Prolog

15.9K 212 13
                                    

- Uznaję go winnym popełnionego czynu i  skazuje na siedem lat pozbawienia wolności, bez możliwości odwołania czy szybszego zwolnienia. - otwieram oczy budząc się, a gdy widzę nad sobą beton dociera do mnie, że to sen. Nie koszmar, tylko sen, bo człowiek budzący się z koszmaru, trafia w lepsze miejsce a ja... Ja budzę się w piekle. Siedem lat to podobno nie tak dużo. W chwili usłyszenia tych słów miałem dwadzieścia jeden lat, czyli po odbębnieniu wyjdę jako dwudziestoośmiolatek.
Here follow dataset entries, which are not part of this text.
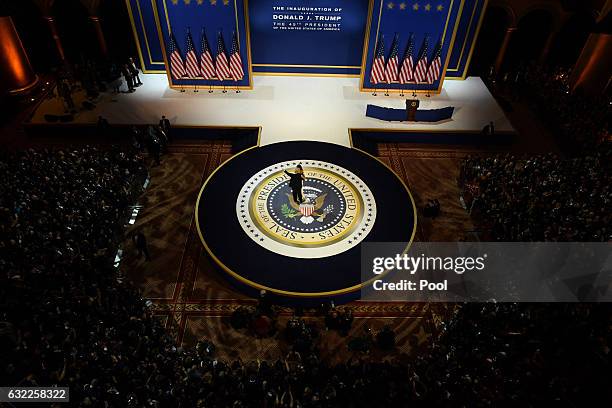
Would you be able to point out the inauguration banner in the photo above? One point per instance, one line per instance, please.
(408, 43)
(465, 39)
(205, 43)
(322, 37)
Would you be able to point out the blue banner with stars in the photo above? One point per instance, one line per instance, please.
(219, 21)
(431, 25)
(322, 37)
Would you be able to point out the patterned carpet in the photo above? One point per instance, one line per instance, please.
(194, 301)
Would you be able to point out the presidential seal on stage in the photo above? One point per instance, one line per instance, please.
(336, 213)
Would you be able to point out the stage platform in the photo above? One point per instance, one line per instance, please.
(289, 108)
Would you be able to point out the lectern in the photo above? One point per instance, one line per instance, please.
(411, 107)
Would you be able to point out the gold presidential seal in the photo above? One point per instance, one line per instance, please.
(336, 211)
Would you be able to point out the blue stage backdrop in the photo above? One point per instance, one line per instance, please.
(430, 26)
(465, 40)
(320, 37)
(308, 36)
(219, 21)
(147, 38)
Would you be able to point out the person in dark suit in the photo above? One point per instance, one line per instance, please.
(140, 241)
(164, 124)
(295, 182)
(134, 71)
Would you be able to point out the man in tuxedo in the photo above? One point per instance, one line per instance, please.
(164, 124)
(134, 71)
(297, 179)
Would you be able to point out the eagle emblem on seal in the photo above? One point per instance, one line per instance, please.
(310, 210)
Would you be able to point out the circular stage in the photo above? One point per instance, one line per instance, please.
(265, 237)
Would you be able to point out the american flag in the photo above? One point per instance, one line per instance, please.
(177, 66)
(420, 72)
(191, 59)
(378, 65)
(221, 61)
(235, 60)
(433, 73)
(407, 72)
(206, 64)
(391, 71)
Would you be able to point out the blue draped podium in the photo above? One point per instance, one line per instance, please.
(399, 115)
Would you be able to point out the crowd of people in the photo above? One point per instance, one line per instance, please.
(70, 318)
(541, 198)
(580, 122)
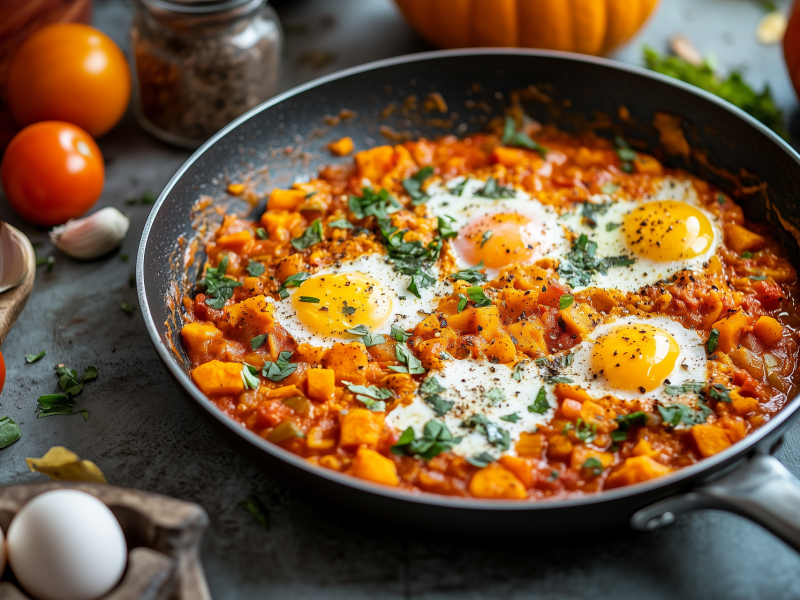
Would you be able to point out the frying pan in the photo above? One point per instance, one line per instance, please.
(289, 133)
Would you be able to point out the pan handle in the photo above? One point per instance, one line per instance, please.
(761, 489)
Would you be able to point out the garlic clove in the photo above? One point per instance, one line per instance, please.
(92, 236)
(17, 257)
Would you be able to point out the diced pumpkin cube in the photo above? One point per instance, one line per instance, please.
(731, 330)
(199, 336)
(341, 147)
(349, 361)
(374, 467)
(285, 199)
(636, 469)
(239, 242)
(768, 330)
(360, 427)
(710, 439)
(740, 239)
(217, 377)
(496, 482)
(321, 384)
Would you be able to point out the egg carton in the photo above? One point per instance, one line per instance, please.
(163, 536)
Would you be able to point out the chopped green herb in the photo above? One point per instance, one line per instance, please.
(34, 357)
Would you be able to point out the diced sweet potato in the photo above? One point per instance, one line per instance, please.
(710, 439)
(739, 239)
(497, 482)
(199, 336)
(285, 199)
(360, 427)
(321, 384)
(636, 469)
(374, 467)
(341, 147)
(349, 361)
(768, 330)
(731, 330)
(216, 377)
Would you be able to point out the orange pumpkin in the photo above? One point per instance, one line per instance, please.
(585, 26)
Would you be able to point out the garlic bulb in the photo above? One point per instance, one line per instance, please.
(17, 257)
(91, 236)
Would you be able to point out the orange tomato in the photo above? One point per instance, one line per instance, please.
(52, 172)
(69, 72)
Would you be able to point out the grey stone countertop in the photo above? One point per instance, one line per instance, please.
(143, 434)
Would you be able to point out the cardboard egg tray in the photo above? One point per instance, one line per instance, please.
(163, 536)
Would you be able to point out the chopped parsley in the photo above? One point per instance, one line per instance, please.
(280, 369)
(312, 235)
(219, 288)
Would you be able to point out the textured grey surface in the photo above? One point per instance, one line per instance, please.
(143, 434)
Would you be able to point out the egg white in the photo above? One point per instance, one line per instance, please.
(407, 310)
(466, 383)
(691, 365)
(643, 271)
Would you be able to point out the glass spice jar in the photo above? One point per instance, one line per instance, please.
(199, 64)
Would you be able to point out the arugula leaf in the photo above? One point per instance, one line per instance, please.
(484, 459)
(733, 89)
(312, 235)
(9, 432)
(219, 288)
(512, 137)
(495, 191)
(580, 264)
(471, 275)
(255, 268)
(280, 369)
(29, 358)
(540, 405)
(413, 185)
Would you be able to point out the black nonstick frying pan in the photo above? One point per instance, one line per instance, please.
(289, 133)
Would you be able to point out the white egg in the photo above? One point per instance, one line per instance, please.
(655, 359)
(66, 545)
(637, 241)
(472, 386)
(386, 301)
(500, 231)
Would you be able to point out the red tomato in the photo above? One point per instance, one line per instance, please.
(69, 72)
(52, 172)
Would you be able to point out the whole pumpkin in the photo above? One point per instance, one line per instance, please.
(585, 26)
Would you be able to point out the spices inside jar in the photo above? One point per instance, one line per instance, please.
(199, 64)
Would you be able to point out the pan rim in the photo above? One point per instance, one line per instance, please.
(675, 478)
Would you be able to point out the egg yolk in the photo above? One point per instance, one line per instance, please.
(497, 240)
(668, 230)
(345, 301)
(635, 357)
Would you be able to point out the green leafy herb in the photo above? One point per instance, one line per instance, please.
(9, 431)
(713, 341)
(471, 275)
(540, 404)
(257, 510)
(436, 438)
(312, 235)
(495, 191)
(250, 377)
(34, 357)
(484, 459)
(512, 137)
(733, 89)
(258, 341)
(219, 288)
(280, 369)
(580, 263)
(413, 185)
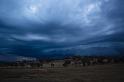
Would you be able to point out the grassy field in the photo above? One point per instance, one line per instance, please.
(98, 73)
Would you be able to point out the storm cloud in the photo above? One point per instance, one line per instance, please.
(41, 27)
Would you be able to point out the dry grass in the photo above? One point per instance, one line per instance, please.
(99, 73)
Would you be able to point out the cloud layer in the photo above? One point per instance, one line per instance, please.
(38, 27)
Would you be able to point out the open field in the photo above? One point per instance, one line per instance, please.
(98, 73)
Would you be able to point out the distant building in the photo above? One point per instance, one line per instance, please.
(26, 59)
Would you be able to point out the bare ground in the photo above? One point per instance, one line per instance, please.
(98, 73)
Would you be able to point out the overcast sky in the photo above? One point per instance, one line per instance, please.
(37, 27)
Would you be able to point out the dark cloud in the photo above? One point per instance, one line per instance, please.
(34, 28)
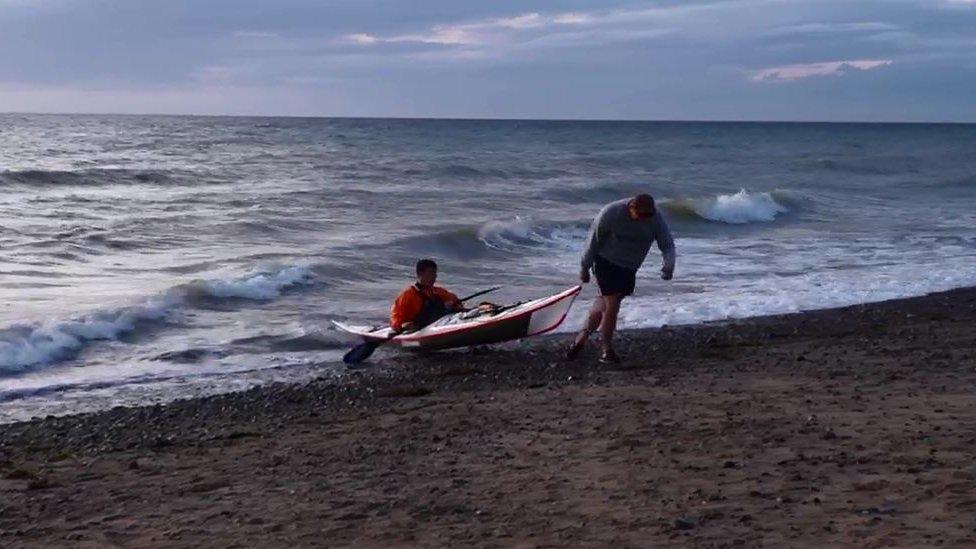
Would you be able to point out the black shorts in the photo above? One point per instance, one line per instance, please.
(614, 279)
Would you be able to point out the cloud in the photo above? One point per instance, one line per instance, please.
(787, 73)
(829, 28)
(531, 26)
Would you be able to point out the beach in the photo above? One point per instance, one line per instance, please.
(840, 427)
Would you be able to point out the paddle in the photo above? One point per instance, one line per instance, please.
(363, 351)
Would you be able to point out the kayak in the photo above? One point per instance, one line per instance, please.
(506, 323)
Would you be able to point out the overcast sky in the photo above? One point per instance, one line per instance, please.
(879, 60)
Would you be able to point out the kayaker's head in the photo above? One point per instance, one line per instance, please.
(641, 207)
(426, 272)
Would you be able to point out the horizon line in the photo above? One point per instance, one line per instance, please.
(495, 119)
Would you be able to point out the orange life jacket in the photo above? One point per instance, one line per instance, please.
(410, 303)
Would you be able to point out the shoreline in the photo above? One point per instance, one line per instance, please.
(837, 426)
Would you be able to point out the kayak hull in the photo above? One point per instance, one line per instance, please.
(514, 322)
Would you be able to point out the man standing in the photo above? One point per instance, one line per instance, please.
(619, 240)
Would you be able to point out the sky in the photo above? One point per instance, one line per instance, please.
(829, 60)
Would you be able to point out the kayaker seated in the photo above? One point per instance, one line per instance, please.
(422, 303)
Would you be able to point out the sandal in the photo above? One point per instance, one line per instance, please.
(575, 349)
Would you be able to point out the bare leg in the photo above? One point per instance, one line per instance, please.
(609, 323)
(593, 320)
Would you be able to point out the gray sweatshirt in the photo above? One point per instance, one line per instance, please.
(623, 241)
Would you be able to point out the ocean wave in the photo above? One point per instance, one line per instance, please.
(25, 346)
(600, 193)
(464, 171)
(513, 235)
(737, 209)
(525, 233)
(89, 177)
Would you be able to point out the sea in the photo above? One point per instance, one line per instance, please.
(151, 258)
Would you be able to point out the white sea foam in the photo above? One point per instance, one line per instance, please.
(25, 346)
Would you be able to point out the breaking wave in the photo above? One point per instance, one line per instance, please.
(736, 209)
(26, 346)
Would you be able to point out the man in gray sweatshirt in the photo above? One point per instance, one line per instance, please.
(619, 240)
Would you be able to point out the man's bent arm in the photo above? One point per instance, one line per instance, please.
(665, 243)
(597, 233)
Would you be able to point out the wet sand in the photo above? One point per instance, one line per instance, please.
(846, 427)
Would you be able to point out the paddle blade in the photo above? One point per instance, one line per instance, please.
(360, 352)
Jeszcze będę miał czas na założenie rodziny i ułożenie swojego życia od nowa. Czy żałuje? Jasne, że nie. Gdyby było trzeba, zrobił bym to jeszcze raz, byle by zapewnić mu bezpieczeństwo. Czy się boję? Kurewsko, ale nie tego o czym myślicie. Nie boję się napaści, gwałtu czy innych czychających w tym miesiącu niebezpieczeństw. Boje się tylko tego, że w końcu uda im się mnie złamać i stanę się bezwzględny. Stanę się taki jak oni...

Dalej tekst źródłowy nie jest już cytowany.